If you’ve never made homemade candles, I sincerely urge you to try it. I was always afraid to give it a go, but finally stepped out of my comfort zone a little over a year ago and wondered why I had waited so long! I think the idea of melting wax freaked me out (you know, horror stories in the kitchen) so I just kept buying candles at the store. Today I’m sharing how to make scented candles so you can see just how easy it is.
Of all the candles I’ve made, I think this batch is my favorite. I kept them simple and let the beauty of the jar take center stage.
I found these Authentic Recycled Glass jars at Home Goods and instantly knew I wanted to make candles out of them. These glasses would be cute as tumblers too, with their slight aqua hue. Maybe after the candle’s done burning, I’ll sterilize them and keep them for drinking … or I could make more candles from them.
I did do one thing different with this batch of candles. I used wood wicks. I recently bought a wood wick candle and liked it so thought I’d try them out. One advantage of using wood wicks is that they stay straight up in the jar when pouring the melted wax.
You simply insert the wood wicks into the metal tabs provided. You can then hot glue the metal tab to the bottom of the jar so that the wood wick stays in place when adding the melted wax to the jar. With a regular wick, you have to wrap the top end around a stick to keep it in place.
Once your wicks are set and the jars are ready, you melt the candle wax. You can buy candle kits that have a metal pitcher, but I like using an over-sized glass measuring cup. You can easily see through it to keep an eye on the wax. The metal ones, you have to stick your head over it to see inside and all the steam comes up from the water and melts your mascara. Not a good look.
You can buy candle wax in large chunks or in chips. I ended up cutting the large chunk into smaller pieces to speed the melting process. I used paraffin wax but you could opt for soy wax which burns slower and cleaner … it’s also more expensive.
When the wax reaches 200 degrees Fahrenheit, you can turn off the heat and add your liquid fragrance. I used 1.5 ounces for 4 pounds of wax. You’ll find the fragrances in the candle making section of your local craft store. For this batch of scented candles, I mixed 1 ounce of cinnamon fragrance with half an ounce of maple fragrance for a blended scent. If you want to dye your candles, you can add the dye at this time. I opted to leave mine white.
After you mix the fragrance into the melted wax, you’re ready to pour your candles. Work carefully and pour the melted wax up to about an inch lower than the rim of your glass. Make sure to save some of the wax to top off the cooled candles. Allow the wax to cool and solidify. You’ll notice the wax sags at the top close to the wick. Reheat the remaining wax and top off the candle to fill the sagging hole. Then let the candles cool overnight and trim the wicks about one-fourth inch above the wax line before lighting them.

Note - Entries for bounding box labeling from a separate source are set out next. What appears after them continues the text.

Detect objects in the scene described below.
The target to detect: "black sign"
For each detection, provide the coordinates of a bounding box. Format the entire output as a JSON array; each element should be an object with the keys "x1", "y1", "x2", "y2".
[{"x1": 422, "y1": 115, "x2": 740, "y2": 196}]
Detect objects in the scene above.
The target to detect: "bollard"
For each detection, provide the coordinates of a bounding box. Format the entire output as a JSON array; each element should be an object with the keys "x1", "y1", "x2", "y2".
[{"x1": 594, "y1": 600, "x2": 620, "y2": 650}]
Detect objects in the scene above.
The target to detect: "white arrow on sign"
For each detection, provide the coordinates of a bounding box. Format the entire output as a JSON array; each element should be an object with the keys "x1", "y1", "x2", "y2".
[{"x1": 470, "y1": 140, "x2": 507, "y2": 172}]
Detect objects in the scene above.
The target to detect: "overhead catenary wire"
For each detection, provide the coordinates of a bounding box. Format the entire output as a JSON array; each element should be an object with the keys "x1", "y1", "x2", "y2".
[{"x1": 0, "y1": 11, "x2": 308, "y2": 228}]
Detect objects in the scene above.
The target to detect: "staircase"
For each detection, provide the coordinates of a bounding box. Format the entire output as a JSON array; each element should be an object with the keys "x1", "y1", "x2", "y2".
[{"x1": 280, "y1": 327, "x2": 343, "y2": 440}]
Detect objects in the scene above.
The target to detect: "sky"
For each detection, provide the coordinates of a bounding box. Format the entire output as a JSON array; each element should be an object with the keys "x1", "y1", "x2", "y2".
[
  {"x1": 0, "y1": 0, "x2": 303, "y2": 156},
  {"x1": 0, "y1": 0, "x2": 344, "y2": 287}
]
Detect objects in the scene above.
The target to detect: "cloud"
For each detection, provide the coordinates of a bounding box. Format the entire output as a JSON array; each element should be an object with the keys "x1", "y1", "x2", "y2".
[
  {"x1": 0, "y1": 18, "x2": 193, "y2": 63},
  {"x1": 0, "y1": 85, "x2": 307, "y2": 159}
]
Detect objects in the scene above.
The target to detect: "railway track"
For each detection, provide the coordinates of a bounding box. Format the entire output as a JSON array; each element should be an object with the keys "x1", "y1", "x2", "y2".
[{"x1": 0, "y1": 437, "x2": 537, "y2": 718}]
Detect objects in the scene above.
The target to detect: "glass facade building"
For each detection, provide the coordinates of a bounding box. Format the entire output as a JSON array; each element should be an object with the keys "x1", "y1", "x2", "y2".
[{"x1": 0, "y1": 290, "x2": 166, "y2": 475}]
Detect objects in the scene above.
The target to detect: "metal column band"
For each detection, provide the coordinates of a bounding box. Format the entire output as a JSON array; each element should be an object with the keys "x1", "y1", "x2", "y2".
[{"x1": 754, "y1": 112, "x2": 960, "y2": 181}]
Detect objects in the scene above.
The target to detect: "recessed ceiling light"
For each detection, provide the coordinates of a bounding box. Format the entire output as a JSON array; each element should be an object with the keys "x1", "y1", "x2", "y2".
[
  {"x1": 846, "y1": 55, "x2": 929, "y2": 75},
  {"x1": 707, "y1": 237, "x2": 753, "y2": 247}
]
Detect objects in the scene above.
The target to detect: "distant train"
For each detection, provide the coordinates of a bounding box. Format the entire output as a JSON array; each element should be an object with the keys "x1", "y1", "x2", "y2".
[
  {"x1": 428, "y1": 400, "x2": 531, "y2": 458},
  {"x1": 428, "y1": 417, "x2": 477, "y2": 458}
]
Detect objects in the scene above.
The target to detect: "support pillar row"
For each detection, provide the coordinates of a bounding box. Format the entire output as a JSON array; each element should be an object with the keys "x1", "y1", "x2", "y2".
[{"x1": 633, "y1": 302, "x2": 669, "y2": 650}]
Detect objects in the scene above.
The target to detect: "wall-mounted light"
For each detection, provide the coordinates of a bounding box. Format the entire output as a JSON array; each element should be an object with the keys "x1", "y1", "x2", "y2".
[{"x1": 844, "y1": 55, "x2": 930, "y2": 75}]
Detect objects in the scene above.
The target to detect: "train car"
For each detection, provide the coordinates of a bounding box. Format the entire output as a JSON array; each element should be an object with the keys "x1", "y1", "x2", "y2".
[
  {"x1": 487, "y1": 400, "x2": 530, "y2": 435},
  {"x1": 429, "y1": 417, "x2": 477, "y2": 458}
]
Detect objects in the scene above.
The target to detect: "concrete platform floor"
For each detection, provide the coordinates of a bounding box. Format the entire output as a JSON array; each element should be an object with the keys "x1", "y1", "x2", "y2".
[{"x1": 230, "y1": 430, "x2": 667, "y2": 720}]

I’m glad I decided to leave these candles white. Normally a cinnamon maple scented candle would be tinted a rusty fall color, but who says you have to follow typical conventions?
Felix is a little annoyed that I interrupted his cat nap by arranging the candles nearby.
And that’s how to make scented candles in a jar! I do hope you give it a try. Just follow the instructions included with the candle wax you purchase.
Hubby says I should make more candles and sell them, but that would require keeping up a regular candle-making schedule and could take all the fun out of it. Besides, it’s more fun to give them as gifts or enjoy them in our home.